China is encouraging property-market bubbles to stimulate growth and power past other countries hit by the global economic downturn, says Andy Xie, an economist formerly of Morgan Stanley Asia.
“People are looking at the bubbles as a way to gain economic growth in the short term,” Xie said on Bloomberg Television.
“They are not sure of long-term damages that they may suffer.”
The Communist Party cabinet is carrying on with monetary and fiscal stimulus, even though the economy surpassed the government’s forecasts for the first nine months of the year.
As a result of that policy, property sales — and property values — have soared there, while America and Europe have struggled.
The Chinese government financed a $585 billion stimulus package and banks extended a new record $1.27 trillion of credit.

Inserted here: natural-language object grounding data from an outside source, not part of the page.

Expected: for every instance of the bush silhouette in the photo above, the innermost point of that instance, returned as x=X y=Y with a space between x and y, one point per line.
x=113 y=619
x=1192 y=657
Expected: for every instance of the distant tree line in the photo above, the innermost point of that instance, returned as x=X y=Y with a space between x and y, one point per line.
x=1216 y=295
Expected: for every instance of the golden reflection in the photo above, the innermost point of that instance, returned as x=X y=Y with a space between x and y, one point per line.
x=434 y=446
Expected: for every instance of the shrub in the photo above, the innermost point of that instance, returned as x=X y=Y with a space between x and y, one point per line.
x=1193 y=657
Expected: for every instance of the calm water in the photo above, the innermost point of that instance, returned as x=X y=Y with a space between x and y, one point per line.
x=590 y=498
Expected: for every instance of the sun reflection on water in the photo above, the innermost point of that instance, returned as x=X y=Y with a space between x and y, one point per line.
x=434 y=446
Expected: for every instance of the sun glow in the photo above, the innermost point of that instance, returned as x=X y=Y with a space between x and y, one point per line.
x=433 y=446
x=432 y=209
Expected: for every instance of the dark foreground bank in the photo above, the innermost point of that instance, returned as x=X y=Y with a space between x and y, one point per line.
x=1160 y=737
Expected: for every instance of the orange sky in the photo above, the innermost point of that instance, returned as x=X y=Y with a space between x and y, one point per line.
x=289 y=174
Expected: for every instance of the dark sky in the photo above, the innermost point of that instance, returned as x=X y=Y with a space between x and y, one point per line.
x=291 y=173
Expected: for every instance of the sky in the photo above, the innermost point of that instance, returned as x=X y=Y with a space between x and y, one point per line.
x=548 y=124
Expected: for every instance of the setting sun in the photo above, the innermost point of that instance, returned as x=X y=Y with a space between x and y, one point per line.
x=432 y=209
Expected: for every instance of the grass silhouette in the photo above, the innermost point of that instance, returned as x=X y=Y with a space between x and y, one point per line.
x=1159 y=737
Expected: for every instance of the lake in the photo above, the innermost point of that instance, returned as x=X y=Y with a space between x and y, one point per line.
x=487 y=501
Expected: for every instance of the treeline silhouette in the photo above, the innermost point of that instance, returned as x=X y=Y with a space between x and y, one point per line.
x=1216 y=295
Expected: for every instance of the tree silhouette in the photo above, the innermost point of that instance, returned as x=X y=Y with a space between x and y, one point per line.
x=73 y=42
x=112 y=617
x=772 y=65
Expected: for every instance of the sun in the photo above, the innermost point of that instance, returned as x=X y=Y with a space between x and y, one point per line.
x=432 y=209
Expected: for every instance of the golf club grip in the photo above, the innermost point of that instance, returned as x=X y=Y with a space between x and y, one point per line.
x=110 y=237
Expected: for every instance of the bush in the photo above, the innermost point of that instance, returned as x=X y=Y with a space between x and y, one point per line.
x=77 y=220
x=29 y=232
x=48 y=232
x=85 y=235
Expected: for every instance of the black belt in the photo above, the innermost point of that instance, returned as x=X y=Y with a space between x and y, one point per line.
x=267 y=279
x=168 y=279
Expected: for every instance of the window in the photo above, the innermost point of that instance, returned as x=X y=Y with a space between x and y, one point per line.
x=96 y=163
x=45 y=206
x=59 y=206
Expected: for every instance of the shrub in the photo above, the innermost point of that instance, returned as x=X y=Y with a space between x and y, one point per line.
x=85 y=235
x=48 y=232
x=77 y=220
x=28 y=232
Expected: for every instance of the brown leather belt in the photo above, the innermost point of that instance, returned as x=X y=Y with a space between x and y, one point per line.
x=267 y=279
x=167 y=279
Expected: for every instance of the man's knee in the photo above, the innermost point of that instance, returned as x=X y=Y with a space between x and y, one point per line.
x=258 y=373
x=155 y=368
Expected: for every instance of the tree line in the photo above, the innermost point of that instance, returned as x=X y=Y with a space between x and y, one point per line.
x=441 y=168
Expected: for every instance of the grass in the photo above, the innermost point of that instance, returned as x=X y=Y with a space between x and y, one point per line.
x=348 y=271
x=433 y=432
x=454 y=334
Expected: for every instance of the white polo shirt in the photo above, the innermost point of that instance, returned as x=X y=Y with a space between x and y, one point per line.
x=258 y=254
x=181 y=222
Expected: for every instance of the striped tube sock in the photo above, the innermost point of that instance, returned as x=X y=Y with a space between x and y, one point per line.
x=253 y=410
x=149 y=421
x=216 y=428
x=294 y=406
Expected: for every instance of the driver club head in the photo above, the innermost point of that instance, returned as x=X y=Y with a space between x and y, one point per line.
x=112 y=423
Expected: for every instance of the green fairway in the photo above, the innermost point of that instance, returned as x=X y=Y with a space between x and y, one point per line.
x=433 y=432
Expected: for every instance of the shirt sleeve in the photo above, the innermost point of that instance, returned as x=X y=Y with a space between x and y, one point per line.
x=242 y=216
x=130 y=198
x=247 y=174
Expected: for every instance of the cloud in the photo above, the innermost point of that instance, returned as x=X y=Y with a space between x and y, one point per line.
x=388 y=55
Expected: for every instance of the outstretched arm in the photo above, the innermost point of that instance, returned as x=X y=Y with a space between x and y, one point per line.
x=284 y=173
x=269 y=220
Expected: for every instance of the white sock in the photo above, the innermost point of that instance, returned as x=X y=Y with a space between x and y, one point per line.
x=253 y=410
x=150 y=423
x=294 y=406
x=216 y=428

China’s economy expanded 8.9 percent in the third quarter, while housing prices climbed at the quickest pace in a year.
“Land prices have become so elevated,” said Xie, who accurately predicted in April 2007 China’s looming equities downturn.
“The economy has become so dependent on property and the prices are so high and it carries a lot of risk for the country going forward.”
Beijing’s biggest property developer, Soho China, Ltd., in fact, acknowledged this week that pre-sales will surpass $1.5 billion for the first time this year “largely” because of the government’s stimulus plan.
China’s property developers listed on the Shanghai Composite Index have more than doubled this year, compared with the mere 68 percent gain by the overall gauge.
This may not continue for long, however.
The Wall Street Journal is reporting scuttlebutt that indicates that China may revise its stimulus policy to avoid overheating the economy.